Abstract
An extensive sheet of presumed middle Archaean supracrustal rocks within high-grade orthogneisses in inner Godthåbsfjord includes a section 3 km thick with exceptional preservation of pillow structures in low K tholeiitic amphibolites unambiguously indicating way up. The amphibolites are associated with pillow-structured and pyroclastic, komatiitic ultramafic schists, dunitic-harzburgitic sills, a stratiform gabbro, pyritous metacherts and quartzo-feldspathic gneisses and schists with field and chemical characteristics suggesting they formed as acid-intermediate tuffaceous sediments.

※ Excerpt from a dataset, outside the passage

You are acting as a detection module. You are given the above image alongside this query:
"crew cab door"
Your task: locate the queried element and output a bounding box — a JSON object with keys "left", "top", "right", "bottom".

The sheet is tectonically overlain by older orthogneisses (Amîtsoq) with tracts and enclaves of the early Archaean Isua/Akilia supracrustal association. It is underlain by younger orthogneisses and granites with tracts of older, variably reworked Amîtsoq gneisses. Rocks of the higher level were emplaced on a tectonic slide which marks the upper boundary of the supracrustal sheet. The original lower boundary with Amîtsoq gneisses in the lower level may also have been a slide which has been obscured by emplacement of younger orthogneisses. Composite dome-in-dome structures with intervening synclinal cusps were superimposed on the sub-horizontal layer cake structure of the supracrustal sheet and the higher and lower levels of orthogneisses. Syntectonic granitic and amphibolite dykes (Kangilíngua dykes) were emplaced in parts of the synforms, whilst granite emplacement and feldspar blastesis took place in the cores of some domes. The dome and cusp system appears to be part of a regional series of late Archaean, steeply inclined to upright structures trending northeast in the Godthåbsfjord region. In inner Godthåbsfjord the system evolved in response to buoyancy forces generated by injection of basaltic magmas and partial melting of orthogneisses at depth within a regime of regional compression associated perhaps with transcurrent intraplate motions.